Poirot hablaba con repentino nerviosismo.

—Y la víctima, ¿qué papel desempeñó en todo esto? ¿Qué hizo? ¿Gritó? ¿Luchó? ¿Se defendió?

Poirot introdujo la mano bajo la almohada y sacó la pistola automática que Ratchett le había enseñado el día anterior.

—Completamente cargada, como usted ve —observó.

Siguieron registrando. La ropa de calle de Ratchett colgaba de las perchas de una pared. En la pequeña mesa formada por la taza del lavabo había varios objetos; una dentadura postiza en un vaso de agua; otro vaso vacío; una botella de agua mineral; un frasco grande y un cenicero que contenía la punta de un cigarro y unos fragmentos de papel quemado, dos cerillas usadas…

El doctor cogió el vaso vacío y lo olfateó.

—Aquí está la explicación de la inactividad de la víctima —dijo.

—¿Narcotizado?

—Sí.

Poirot recogió las dos cerillas y las examinó cuidadosamente.

—Estas dos cerillas —dijo— son de diferente forma. Una es más plana que la otra. ¿Comprende?

—Son de la clase que venden en el tren —contestó el doctor.

Poirot palpó los bolsillos del traje de Ratchett y sacó de uno de ellos una caja de cerillas, que comparó cuidadosamente con las otras.

—La más redonda fue encendida por míster Ratchett —observó—. Veamos si tiene también de la otra clase.

Pero un nuevo registro de ropas no reveló la existencia de más cerillas.

Los ojos de Poirot asaetearon sin cesar el reducido compartimento. Tenían el brillo y la vivacidad de los ojos de las aves. Daban la sensación de que nada podía escapar a su examen.

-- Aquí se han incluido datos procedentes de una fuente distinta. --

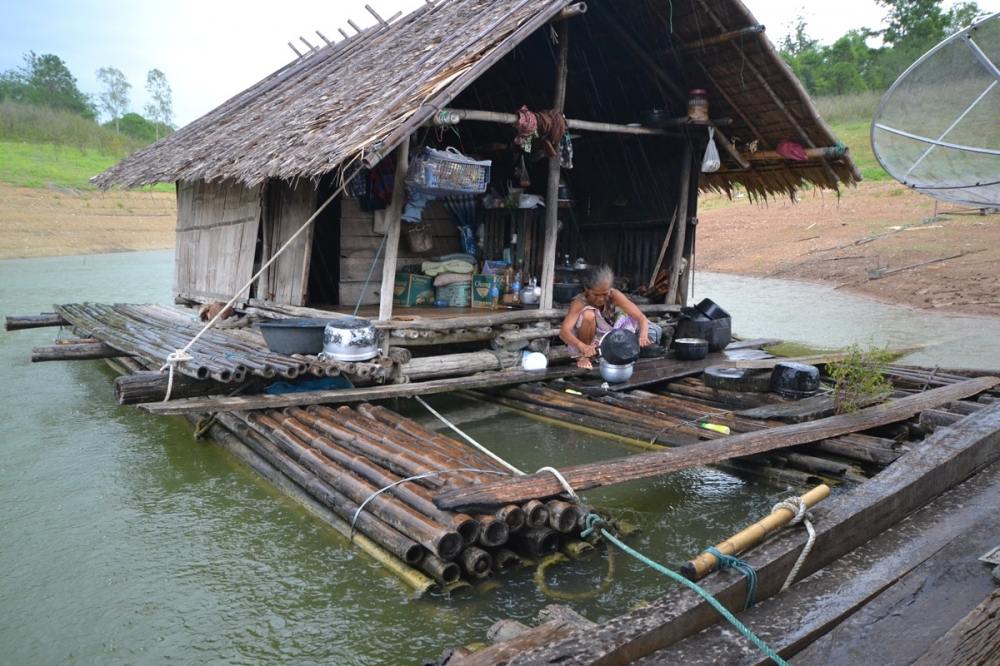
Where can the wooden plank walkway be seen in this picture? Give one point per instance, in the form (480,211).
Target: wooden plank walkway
(621,470)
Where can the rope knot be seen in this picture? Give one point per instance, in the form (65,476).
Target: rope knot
(592,523)
(729,562)
(173,359)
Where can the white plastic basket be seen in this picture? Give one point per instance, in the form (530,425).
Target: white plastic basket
(448,172)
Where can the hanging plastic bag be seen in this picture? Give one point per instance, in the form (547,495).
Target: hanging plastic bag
(711,162)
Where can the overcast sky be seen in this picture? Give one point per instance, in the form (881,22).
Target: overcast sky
(212,49)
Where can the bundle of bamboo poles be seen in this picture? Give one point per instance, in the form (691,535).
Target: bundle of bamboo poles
(373,466)
(152,332)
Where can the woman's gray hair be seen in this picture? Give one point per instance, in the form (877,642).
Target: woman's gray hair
(596,275)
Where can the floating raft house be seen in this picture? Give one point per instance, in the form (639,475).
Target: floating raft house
(263,188)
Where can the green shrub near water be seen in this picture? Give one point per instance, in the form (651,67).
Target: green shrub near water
(858,378)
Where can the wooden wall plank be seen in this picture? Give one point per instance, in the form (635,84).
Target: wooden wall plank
(359,243)
(217,226)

De pronto, se inclinó y recogió algo del suelo. Era un pequeño cuadrado de batista muy fina. En una esquina tenía bordada la inicial H.

—Un pañuelo de mujer —dijo el doctor—. Nuestro amigo el jefe de tren tenía razón. Hay una mujer complicada en este asunto.

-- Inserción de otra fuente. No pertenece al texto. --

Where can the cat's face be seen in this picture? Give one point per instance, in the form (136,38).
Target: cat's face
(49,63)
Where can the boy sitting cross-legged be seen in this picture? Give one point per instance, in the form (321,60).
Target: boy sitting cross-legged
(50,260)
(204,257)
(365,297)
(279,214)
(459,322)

—¡Y para que no haya duda, se deja el pañuelo! —replicó Poirot—. Exactamente como ocurre en los libros y en las películas. Además, para facilitarnos la tarea, está marcado con una inicial.

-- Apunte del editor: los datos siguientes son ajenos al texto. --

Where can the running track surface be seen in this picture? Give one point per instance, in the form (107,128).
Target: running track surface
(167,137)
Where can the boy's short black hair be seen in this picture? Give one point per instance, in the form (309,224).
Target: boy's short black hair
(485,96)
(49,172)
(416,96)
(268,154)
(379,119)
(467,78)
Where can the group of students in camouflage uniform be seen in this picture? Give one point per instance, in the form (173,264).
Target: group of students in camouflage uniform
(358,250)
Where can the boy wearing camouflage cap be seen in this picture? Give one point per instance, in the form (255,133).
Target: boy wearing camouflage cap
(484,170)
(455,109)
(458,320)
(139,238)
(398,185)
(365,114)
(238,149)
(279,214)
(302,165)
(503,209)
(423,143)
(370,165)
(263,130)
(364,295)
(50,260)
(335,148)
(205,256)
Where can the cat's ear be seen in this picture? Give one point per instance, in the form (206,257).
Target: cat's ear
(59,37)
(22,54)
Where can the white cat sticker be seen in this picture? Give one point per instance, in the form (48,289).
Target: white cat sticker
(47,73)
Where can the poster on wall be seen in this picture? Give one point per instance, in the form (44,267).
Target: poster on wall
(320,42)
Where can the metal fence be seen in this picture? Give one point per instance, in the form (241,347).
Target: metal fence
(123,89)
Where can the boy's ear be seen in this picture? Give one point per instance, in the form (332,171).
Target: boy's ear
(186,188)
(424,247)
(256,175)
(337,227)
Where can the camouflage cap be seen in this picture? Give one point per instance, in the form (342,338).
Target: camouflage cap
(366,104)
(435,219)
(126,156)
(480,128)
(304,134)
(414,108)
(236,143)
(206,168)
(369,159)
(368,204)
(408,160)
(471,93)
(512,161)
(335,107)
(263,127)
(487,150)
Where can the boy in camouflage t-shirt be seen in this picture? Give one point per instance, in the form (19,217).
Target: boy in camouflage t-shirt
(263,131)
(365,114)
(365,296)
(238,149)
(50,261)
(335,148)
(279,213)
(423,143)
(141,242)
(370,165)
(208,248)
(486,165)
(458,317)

—¡Qué suerte hemos tenido! —exclamó el doctor.

—¿Verdad que sí? —dijo Poirot con ironía.

Su tono sorprendió al doctor, pero antes de que pudiera pedir alguna explicación, Poirot volvió a agacharse para recoger otra cosa del suelo.

Esta vez mostró en la palma de la mano… un limpiapipas.

—¿Será, quizá, propiedad de míster Ratchett? —sugirió el doctor.

—No encontré pipa alguna en su bolsillo, ni siquiera rastros de tabaco.

—Entonces es un indicio.

—¡Oh, sin duda! ¡Y qué oportunamente lo dejó caer el criminal! ¡Observe usted que ahora el rastro es masculino! No podemos quejarnos de no tener pistas en este caso. Las hay en abundancia y de toda clase. A propósito, ¿qué ha hecho usted del arma?